Dr Tom MacLaren, consultant psychiatrist at Re:Cognition Health, spoke with Medical News Today about a recent large observational study exploring the relationship between coffee consumption and mental health. The research, published in the Journal of Affective Disorders, analysed data from over 460,000 participants in the UK Biobank and found that moderate coffee intake – roughly two to three cups per day – was associated with the lowest risk of developing anxiety or depression.
“This J-shaped pattern is very consistent with how patients respond in real life,” Dr MacLaren explains. “In clinical practice, we often see that moderate stimulation can support mood and functioning, while higher levels of caffeine tend to increase anxiety, irritability, and sleep disruption.”
So why are two to three cups often considered the “sweet spot”? According to Dr MacLaren, this amount is sufficient to improve alertness, concentration and energy without triggering the physiological stress response that comes with higher doses. Once intake becomes excessive, the stimulant effect that initially feels helpful can start to exacerbate tension, restlessness and poor sleep – all of which negatively affect mental health.

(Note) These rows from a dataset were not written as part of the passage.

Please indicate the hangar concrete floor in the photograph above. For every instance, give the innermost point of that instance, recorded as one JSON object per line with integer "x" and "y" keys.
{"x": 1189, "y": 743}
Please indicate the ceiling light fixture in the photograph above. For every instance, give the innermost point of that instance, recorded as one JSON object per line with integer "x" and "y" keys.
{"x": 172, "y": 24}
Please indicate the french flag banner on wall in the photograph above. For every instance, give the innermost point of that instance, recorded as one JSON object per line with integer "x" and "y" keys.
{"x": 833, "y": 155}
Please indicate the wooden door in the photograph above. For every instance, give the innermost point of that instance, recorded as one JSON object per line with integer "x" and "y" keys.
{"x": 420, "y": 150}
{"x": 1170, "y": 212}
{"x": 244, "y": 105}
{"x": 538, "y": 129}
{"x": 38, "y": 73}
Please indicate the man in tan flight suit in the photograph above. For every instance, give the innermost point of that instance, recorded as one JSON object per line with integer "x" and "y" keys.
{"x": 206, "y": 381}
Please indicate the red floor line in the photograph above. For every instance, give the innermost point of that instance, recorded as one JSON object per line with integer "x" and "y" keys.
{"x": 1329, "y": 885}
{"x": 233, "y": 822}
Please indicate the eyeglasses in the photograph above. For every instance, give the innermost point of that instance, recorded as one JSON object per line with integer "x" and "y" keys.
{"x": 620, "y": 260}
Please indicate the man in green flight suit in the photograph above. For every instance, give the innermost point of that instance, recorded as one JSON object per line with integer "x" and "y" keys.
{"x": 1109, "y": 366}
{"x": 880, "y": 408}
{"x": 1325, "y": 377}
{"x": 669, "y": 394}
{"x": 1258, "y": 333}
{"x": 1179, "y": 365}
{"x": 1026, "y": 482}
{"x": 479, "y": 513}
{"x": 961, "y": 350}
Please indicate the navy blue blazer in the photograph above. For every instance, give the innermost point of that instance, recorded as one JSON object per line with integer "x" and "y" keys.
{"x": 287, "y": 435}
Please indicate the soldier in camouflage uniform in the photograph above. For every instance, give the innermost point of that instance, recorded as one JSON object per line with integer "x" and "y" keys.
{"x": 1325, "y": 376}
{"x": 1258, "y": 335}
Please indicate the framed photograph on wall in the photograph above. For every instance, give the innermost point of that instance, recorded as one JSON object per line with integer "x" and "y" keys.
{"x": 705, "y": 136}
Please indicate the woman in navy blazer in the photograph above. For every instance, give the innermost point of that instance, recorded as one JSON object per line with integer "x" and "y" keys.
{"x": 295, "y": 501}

Biologically, moderate caffeine consumption influences brain chemicals linked to mood and motivation, particularly dopamine. It also reduces fatigue and may support cognitive function, indirectly boosting mood. Beyond caffeine, coffee contains compounds with anti-inflammatory effects, which is increasingly recognised as an important factor in depression.
Interestingly, the study found that the association between coffee and mental health was consistent across coffee types, including instant, ground, and decaffeinated varieties. This suggests that the benefits may stem not only from caffeine itself but also from the range of bioactive compounds in coffee.
Dr MacLaren emphasises that moderation is key. “People drinking more than four or five cups a day, especially if they experience anxiety or poor sleep, may benefit from gradually reducing their intake and noticing whether their symptoms improve,” he says. It’s also worth noting that the study demonstrates association, not causation. Variables such as individual tolerance, lifestyle, and social patterns may all influence the outcomes. Genetics can play a role too, for example, oestrogen slows caffeine metabolism in women, which can increase sensitivity to anxiety-related side effects.
From a mental health perspective, the findings reinforce a broader message: lifestyle factors, including diet, sleep, and daily routines, can support emotional wellbeing. Coffee may form one small but enjoyable part of this picture, helping to enhance alertness, motivation, and overall mood when consumed thoughtfully.
Ultimately, the takeaway is simple. Moderate coffee consumption, around two to three cups per day, appears to offer the most potential benefit for mental health, while excessive intake may be counterproductive. By paying attention to your body’s response, you can enjoy your coffee ritual safely, combining pleasure with mindful support for your wellbeing.